I didn’t want her to feel fragile and untouchable. I wanted women to know that they can look like Mrs. Obama. There’s no question that she wasn’t thinking about that, too.
Mrs. Obama is a confident and easygoing human being. Because she came with that confidence, it was easy to dress her. You didn’t argue about a Junya Watanabe cardigan with a big skirt from Michael Kors. She was confident, and the clothes were just an extension of what she already is. They were playful and fun and honest; those are all the things she is. The Jimmy Choo shoes she wore were planted in the ground. They weren’t shoes that would kill her; they looked great but were also utilitarian and comfortable, which is really important when you’re dressing anybody at that level. All those things were really her personality. I was just a vehicle for her to access the things she loved the most. Yes, did I engage her in the idea of wearing something a little more off the beaten path? Of course. And did she embrace it?
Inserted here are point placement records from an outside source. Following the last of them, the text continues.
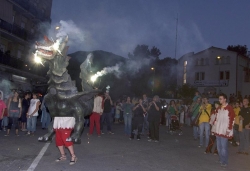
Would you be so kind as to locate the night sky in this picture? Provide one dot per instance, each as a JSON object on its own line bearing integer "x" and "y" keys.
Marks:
{"x": 119, "y": 25}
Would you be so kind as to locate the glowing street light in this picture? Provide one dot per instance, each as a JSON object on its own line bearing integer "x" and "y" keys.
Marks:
{"x": 93, "y": 78}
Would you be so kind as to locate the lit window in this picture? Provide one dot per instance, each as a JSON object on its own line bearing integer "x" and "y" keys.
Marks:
{"x": 221, "y": 75}
{"x": 228, "y": 59}
{"x": 185, "y": 73}
{"x": 202, "y": 61}
{"x": 197, "y": 76}
{"x": 227, "y": 75}
{"x": 202, "y": 75}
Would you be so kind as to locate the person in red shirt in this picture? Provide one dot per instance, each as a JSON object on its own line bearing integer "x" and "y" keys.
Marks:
{"x": 2, "y": 109}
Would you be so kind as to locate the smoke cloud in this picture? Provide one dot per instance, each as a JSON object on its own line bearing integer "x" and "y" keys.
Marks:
{"x": 131, "y": 66}
{"x": 70, "y": 28}
{"x": 107, "y": 70}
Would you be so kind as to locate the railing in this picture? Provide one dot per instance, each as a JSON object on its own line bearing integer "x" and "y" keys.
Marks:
{"x": 16, "y": 30}
{"x": 28, "y": 6}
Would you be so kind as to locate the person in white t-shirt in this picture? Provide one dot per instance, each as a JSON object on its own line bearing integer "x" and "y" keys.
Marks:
{"x": 32, "y": 114}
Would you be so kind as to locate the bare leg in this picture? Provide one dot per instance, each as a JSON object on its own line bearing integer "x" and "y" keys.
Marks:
{"x": 16, "y": 131}
{"x": 63, "y": 156}
{"x": 73, "y": 156}
{"x": 61, "y": 149}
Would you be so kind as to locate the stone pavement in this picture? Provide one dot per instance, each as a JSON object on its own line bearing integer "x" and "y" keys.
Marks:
{"x": 117, "y": 153}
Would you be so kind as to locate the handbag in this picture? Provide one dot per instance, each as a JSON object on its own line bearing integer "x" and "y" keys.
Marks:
{"x": 195, "y": 122}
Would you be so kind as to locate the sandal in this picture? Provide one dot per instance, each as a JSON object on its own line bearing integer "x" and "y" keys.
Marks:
{"x": 72, "y": 162}
{"x": 62, "y": 158}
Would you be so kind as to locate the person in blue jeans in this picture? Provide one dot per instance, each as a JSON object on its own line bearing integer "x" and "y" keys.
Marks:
{"x": 145, "y": 126}
{"x": 127, "y": 115}
{"x": 46, "y": 119}
{"x": 224, "y": 122}
{"x": 204, "y": 118}
{"x": 106, "y": 115}
{"x": 244, "y": 117}
{"x": 194, "y": 109}
{"x": 32, "y": 114}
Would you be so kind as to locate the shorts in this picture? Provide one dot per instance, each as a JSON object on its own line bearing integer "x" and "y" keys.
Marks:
{"x": 182, "y": 117}
{"x": 117, "y": 116}
{"x": 61, "y": 136}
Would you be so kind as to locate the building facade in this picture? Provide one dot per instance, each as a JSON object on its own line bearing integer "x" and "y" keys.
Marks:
{"x": 215, "y": 70}
{"x": 22, "y": 22}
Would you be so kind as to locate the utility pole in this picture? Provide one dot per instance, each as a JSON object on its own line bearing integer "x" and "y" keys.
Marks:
{"x": 176, "y": 36}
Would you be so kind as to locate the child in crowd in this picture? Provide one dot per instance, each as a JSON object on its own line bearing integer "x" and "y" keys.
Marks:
{"x": 212, "y": 138}
{"x": 236, "y": 137}
{"x": 117, "y": 112}
{"x": 32, "y": 114}
{"x": 2, "y": 109}
{"x": 5, "y": 116}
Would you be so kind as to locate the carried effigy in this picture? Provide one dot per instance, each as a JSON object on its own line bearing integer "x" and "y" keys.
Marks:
{"x": 63, "y": 99}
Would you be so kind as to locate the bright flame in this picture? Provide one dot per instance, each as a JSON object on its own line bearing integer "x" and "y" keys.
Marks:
{"x": 37, "y": 59}
{"x": 56, "y": 46}
{"x": 94, "y": 78}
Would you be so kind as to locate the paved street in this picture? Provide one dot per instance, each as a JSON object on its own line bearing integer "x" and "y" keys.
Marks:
{"x": 116, "y": 153}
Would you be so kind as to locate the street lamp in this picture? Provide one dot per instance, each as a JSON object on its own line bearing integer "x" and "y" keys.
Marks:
{"x": 219, "y": 60}
{"x": 153, "y": 69}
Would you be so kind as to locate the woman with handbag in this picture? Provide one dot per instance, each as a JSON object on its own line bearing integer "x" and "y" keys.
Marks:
{"x": 212, "y": 138}
{"x": 204, "y": 118}
{"x": 14, "y": 113}
{"x": 195, "y": 116}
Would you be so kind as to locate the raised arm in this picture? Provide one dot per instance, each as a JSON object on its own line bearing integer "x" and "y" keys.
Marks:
{"x": 37, "y": 108}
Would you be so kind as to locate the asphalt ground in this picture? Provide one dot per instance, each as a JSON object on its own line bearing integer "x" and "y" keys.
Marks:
{"x": 115, "y": 153}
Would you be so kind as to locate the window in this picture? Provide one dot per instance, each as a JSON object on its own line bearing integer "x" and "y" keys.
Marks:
{"x": 227, "y": 75}
{"x": 247, "y": 77}
{"x": 202, "y": 76}
{"x": 221, "y": 75}
{"x": 228, "y": 59}
{"x": 202, "y": 61}
{"x": 2, "y": 48}
{"x": 197, "y": 76}
{"x": 19, "y": 53}
{"x": 185, "y": 73}
{"x": 22, "y": 25}
{"x": 206, "y": 61}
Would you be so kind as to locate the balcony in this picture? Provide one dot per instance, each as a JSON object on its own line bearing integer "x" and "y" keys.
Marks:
{"x": 16, "y": 30}
{"x": 29, "y": 7}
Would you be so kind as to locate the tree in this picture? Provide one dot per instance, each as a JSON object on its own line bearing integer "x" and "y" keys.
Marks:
{"x": 187, "y": 91}
{"x": 238, "y": 48}
{"x": 155, "y": 52}
{"x": 141, "y": 51}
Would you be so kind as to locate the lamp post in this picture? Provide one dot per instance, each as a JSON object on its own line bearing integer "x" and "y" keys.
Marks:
{"x": 153, "y": 69}
{"x": 219, "y": 60}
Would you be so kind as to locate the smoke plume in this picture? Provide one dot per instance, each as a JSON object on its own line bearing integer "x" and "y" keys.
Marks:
{"x": 107, "y": 70}
{"x": 131, "y": 66}
{"x": 69, "y": 28}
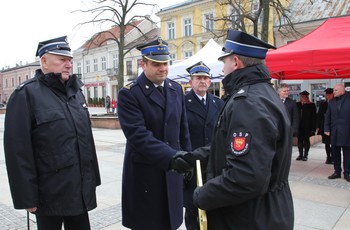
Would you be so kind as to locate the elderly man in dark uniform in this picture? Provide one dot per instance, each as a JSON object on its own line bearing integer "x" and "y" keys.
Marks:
{"x": 307, "y": 124}
{"x": 153, "y": 118}
{"x": 202, "y": 109}
{"x": 49, "y": 148}
{"x": 250, "y": 156}
{"x": 337, "y": 126}
{"x": 320, "y": 125}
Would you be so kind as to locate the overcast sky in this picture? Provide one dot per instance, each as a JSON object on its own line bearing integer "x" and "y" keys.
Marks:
{"x": 24, "y": 23}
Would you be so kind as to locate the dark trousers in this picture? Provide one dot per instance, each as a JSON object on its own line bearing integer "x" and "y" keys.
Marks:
{"x": 80, "y": 222}
{"x": 336, "y": 150}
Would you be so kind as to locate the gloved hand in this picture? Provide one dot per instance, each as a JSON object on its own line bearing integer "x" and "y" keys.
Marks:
{"x": 179, "y": 164}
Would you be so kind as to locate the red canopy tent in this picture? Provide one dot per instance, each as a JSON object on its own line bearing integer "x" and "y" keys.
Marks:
{"x": 322, "y": 54}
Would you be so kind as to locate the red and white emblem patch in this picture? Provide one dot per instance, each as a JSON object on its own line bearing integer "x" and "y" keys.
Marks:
{"x": 240, "y": 143}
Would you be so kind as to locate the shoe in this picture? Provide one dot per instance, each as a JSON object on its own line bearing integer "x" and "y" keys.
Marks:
{"x": 334, "y": 176}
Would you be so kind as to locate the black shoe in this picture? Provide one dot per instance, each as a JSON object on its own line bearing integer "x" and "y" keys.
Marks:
{"x": 334, "y": 176}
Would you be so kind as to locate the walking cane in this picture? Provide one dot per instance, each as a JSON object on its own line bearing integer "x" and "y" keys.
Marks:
{"x": 28, "y": 224}
{"x": 202, "y": 215}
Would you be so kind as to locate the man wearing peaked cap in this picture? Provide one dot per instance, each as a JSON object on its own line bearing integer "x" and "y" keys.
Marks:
{"x": 152, "y": 116}
{"x": 54, "y": 172}
{"x": 58, "y": 46}
{"x": 202, "y": 110}
{"x": 250, "y": 154}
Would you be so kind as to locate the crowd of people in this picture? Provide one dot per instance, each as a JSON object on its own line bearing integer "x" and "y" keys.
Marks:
{"x": 53, "y": 167}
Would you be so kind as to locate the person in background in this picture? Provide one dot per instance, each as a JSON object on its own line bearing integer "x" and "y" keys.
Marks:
{"x": 250, "y": 155}
{"x": 337, "y": 126}
{"x": 307, "y": 124}
{"x": 49, "y": 148}
{"x": 202, "y": 109}
{"x": 152, "y": 115}
{"x": 291, "y": 106}
{"x": 320, "y": 124}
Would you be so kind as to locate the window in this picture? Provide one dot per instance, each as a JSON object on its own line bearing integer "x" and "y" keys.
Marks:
{"x": 79, "y": 67}
{"x": 95, "y": 65}
{"x": 171, "y": 30}
{"x": 104, "y": 63}
{"x": 115, "y": 61}
{"x": 87, "y": 63}
{"x": 187, "y": 27}
{"x": 209, "y": 22}
{"x": 128, "y": 67}
{"x": 188, "y": 54}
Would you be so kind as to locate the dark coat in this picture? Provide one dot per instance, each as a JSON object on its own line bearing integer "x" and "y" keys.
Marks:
{"x": 292, "y": 109}
{"x": 201, "y": 122}
{"x": 307, "y": 121}
{"x": 49, "y": 147}
{"x": 155, "y": 128}
{"x": 338, "y": 122}
{"x": 320, "y": 122}
{"x": 249, "y": 163}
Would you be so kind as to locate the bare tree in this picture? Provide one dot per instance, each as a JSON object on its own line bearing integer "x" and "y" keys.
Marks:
{"x": 120, "y": 14}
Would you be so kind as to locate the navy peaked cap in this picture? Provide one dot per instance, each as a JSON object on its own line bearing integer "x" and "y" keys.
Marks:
{"x": 156, "y": 50}
{"x": 199, "y": 69}
{"x": 58, "y": 46}
{"x": 241, "y": 43}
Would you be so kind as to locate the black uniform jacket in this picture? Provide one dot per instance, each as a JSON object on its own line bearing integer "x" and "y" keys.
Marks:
{"x": 155, "y": 128}
{"x": 49, "y": 148}
{"x": 249, "y": 163}
{"x": 201, "y": 123}
{"x": 337, "y": 120}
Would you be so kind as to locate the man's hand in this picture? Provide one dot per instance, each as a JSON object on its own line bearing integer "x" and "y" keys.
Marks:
{"x": 179, "y": 164}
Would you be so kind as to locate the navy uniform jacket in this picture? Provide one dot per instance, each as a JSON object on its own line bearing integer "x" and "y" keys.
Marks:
{"x": 247, "y": 182}
{"x": 155, "y": 129}
{"x": 201, "y": 122}
{"x": 49, "y": 148}
{"x": 338, "y": 122}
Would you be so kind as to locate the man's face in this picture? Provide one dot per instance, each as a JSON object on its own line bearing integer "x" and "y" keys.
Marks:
{"x": 156, "y": 72}
{"x": 200, "y": 84}
{"x": 52, "y": 63}
{"x": 283, "y": 92}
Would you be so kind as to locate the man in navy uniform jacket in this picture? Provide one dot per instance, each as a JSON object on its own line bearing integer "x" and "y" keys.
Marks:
{"x": 202, "y": 110}
{"x": 153, "y": 118}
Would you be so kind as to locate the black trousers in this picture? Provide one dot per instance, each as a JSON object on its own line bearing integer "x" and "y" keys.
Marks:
{"x": 80, "y": 222}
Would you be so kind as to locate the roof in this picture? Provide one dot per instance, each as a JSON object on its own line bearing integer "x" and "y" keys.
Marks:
{"x": 306, "y": 10}
{"x": 101, "y": 38}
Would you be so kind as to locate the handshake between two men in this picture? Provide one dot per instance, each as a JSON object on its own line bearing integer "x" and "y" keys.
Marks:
{"x": 183, "y": 162}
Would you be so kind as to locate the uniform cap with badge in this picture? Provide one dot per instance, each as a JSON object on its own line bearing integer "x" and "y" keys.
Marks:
{"x": 156, "y": 51}
{"x": 58, "y": 46}
{"x": 199, "y": 69}
{"x": 241, "y": 43}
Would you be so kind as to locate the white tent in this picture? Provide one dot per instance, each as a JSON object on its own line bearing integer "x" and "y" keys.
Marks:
{"x": 208, "y": 54}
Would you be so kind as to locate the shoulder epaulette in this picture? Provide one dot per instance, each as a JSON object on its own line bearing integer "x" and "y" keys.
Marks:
{"x": 20, "y": 86}
{"x": 130, "y": 85}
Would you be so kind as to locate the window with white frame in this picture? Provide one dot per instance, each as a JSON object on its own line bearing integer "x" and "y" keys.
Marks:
{"x": 87, "y": 64}
{"x": 187, "y": 27}
{"x": 208, "y": 22}
{"x": 103, "y": 63}
{"x": 171, "y": 30}
{"x": 188, "y": 54}
{"x": 95, "y": 65}
{"x": 115, "y": 61}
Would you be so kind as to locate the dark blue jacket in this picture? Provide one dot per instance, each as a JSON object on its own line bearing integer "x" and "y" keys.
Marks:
{"x": 201, "y": 122}
{"x": 338, "y": 122}
{"x": 155, "y": 128}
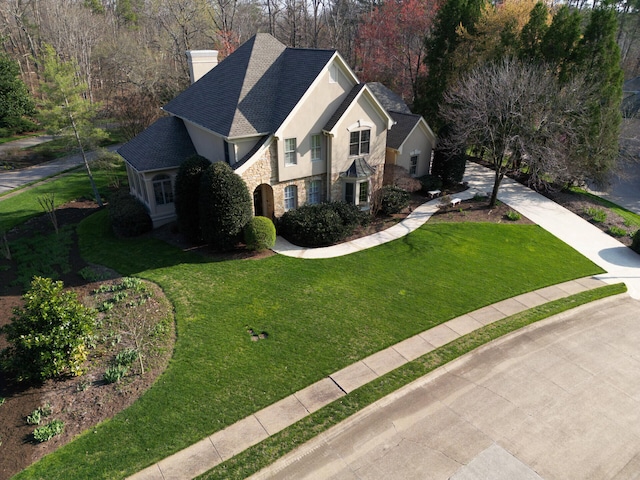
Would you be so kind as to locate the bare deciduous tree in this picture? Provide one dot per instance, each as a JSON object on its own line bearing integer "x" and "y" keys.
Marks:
{"x": 520, "y": 117}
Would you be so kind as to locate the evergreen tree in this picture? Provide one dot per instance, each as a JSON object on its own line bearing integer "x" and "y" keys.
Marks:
{"x": 441, "y": 45}
{"x": 16, "y": 104}
{"x": 597, "y": 59}
{"x": 533, "y": 33}
{"x": 561, "y": 39}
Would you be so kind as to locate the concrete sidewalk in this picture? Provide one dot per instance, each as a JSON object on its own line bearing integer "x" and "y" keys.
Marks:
{"x": 222, "y": 445}
{"x": 558, "y": 399}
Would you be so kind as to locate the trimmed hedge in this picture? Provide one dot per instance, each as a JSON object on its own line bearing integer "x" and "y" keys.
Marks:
{"x": 260, "y": 234}
{"x": 225, "y": 206}
{"x": 393, "y": 199}
{"x": 129, "y": 216}
{"x": 321, "y": 224}
{"x": 635, "y": 244}
{"x": 187, "y": 192}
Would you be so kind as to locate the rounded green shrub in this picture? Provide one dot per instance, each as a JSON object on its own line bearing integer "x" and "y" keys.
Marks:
{"x": 635, "y": 244}
{"x": 393, "y": 200}
{"x": 48, "y": 336}
{"x": 129, "y": 216}
{"x": 225, "y": 206}
{"x": 260, "y": 234}
{"x": 321, "y": 224}
{"x": 187, "y": 192}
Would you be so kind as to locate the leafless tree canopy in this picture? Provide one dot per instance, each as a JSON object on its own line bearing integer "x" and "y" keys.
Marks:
{"x": 518, "y": 116}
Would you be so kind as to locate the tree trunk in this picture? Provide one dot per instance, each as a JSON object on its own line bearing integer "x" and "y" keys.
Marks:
{"x": 496, "y": 186}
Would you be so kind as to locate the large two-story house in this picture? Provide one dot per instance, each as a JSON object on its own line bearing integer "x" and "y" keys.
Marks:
{"x": 295, "y": 124}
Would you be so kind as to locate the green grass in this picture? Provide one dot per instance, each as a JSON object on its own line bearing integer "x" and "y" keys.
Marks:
{"x": 266, "y": 452}
{"x": 16, "y": 137}
{"x": 631, "y": 219}
{"x": 321, "y": 315}
{"x": 19, "y": 208}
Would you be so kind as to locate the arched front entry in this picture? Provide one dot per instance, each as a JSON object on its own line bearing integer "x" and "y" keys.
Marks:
{"x": 263, "y": 201}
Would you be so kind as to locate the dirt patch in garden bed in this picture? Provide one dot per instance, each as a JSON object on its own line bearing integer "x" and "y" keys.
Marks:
{"x": 80, "y": 402}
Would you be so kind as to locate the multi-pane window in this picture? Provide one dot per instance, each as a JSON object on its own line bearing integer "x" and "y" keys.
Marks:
{"x": 162, "y": 189}
{"x": 359, "y": 142}
{"x": 314, "y": 191}
{"x": 290, "y": 197}
{"x": 290, "y": 155}
{"x": 357, "y": 193}
{"x": 316, "y": 147}
{"x": 414, "y": 165}
{"x": 363, "y": 196}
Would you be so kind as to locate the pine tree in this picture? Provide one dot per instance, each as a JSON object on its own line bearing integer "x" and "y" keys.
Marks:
{"x": 561, "y": 39}
{"x": 441, "y": 44}
{"x": 534, "y": 32}
{"x": 597, "y": 59}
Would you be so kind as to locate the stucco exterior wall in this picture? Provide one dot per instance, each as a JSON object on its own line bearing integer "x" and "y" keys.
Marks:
{"x": 416, "y": 143}
{"x": 309, "y": 119}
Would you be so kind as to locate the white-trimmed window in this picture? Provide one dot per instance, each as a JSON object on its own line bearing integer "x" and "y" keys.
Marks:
{"x": 290, "y": 154}
{"x": 357, "y": 193}
{"x": 414, "y": 165}
{"x": 359, "y": 142}
{"x": 314, "y": 191}
{"x": 316, "y": 148}
{"x": 290, "y": 197}
{"x": 162, "y": 189}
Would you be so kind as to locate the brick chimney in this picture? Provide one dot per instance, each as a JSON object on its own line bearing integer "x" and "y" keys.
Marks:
{"x": 201, "y": 62}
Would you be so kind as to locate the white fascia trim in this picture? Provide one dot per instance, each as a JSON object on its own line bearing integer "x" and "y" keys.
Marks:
{"x": 242, "y": 168}
{"x": 374, "y": 103}
{"x": 351, "y": 76}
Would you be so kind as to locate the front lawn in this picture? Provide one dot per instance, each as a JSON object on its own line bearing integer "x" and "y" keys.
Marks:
{"x": 320, "y": 315}
{"x": 20, "y": 208}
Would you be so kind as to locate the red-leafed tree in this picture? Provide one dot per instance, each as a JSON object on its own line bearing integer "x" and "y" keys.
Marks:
{"x": 390, "y": 46}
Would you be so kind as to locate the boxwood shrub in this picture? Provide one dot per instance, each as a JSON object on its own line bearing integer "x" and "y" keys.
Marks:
{"x": 129, "y": 216}
{"x": 635, "y": 244}
{"x": 187, "y": 191}
{"x": 321, "y": 224}
{"x": 393, "y": 199}
{"x": 260, "y": 234}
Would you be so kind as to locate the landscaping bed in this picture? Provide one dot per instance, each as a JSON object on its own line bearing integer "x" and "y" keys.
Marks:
{"x": 84, "y": 401}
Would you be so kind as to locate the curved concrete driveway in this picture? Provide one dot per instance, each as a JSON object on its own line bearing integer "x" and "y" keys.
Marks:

Of course.
The Azzedine Alaïa cardigan she wore to [meet] the Queen of England—people wrote all kinds of things about it, saying she should’ve worn a long-sleeved dress. Meanwhile, she looked absolutely beautiful. I still put people in a cardigan. I didn’t know what the big brouhaha was about.
I stepped away in the cleanest way; I made sure she was taken care of and set up. I hired a saleswoman at my store [Meredith Koop] and told Michelle she would be the perfect person to facilitate what’s already in place.
There’s no question, it was an honor and a privilege to have dressed Michelle Obama, who then became the First Lady. But it would’ve been an honor and a privilege regardless. To me, it’s a privilege to be able to dress the women who trust me to help them represent themselves every day. That is a huge honor for me.
What’s really incredible, when I look back, my children will see this and they’ll say, “My mom had something to do with this,” or my husband. It’s a privilege and an honor knowing that people have thought about it, and they know that I did it from the heart, and that this is something that made history along the way.”